La tasa de retiro del 4 % viene del estudio Trinity, que probó datos históricos del mercado estadounidense sobre jubilaciones de 30 años. Es una regla práctica, no una garantía, y aquí merece más escepticismo que en ninguna otra página: un presupuesto mínimo tiene el menor margen para absorber una mala década. En una cartera dimensionada solo para lo esencial ya no queda nada que recortar, y ese es el argumento honesto para elegir el 3 % o el 3,5 %.
Ejemplo práctico
Un presupuesto mínimo de 1.200 $ de vivienda, 500 $ de comida, 300 $ de transporte, 200 $ de seguros y 300 $ para todo lo demás suma 2.500 $ al mes, o 30.000 $ al año. A una tasa de retiro del 4 % eso da un número Lean FIRE de 750.000 $, y solo la vivienda representa 360.000 $, el 48 % del total.

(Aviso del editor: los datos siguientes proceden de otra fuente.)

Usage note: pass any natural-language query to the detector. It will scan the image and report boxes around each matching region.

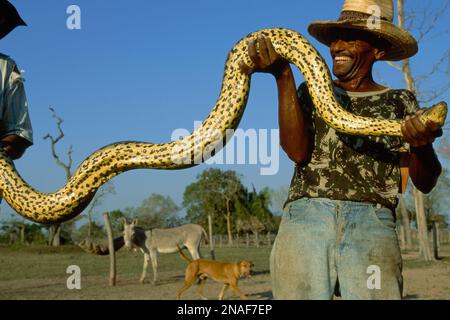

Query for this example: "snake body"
[0,29,447,224]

Partiendo de 150.000 $ invertidos y añadiendo 24.000 $ al año a un rendimiento real del 5 %, ese objetivo llega en unos 13,7 años. El mismo hogar gastando 60.000 $ al año necesita 1.500.000 $ y tarda unos 23,5 años. Vivir con la mitad cuesta unos 9,8 años de trabajo menos, pero también significa llegar sin margen, que es la contrapartida que la cifra no muestra.
Términos clave
- Lean FIRE
- Independencia financiera financiada por un presupuesto mínimo de gasto esencial, en lugar de por tu estilo de vida actual.
- Gasto esencial
- Los costes que seguirías teniendo tras recortar todo lo discrecional: vivienda, comida, transporte, seguros y una asignación modesta para el resto.
- Capital necesario
- La porción de cartera que financia una partida para siempre: su coste anual dividido entre la tasa de retiro.
- Riesgo de secuencia de rendimientos
- El riesgo de que los malos rendimientos lleguen pronto en la jubilación, cuando los retiros consumen una cartera que aún no se ha recuperado. Un presupuesto mínimo no tiene gasto discrecional que pausar, así que lo sufre más.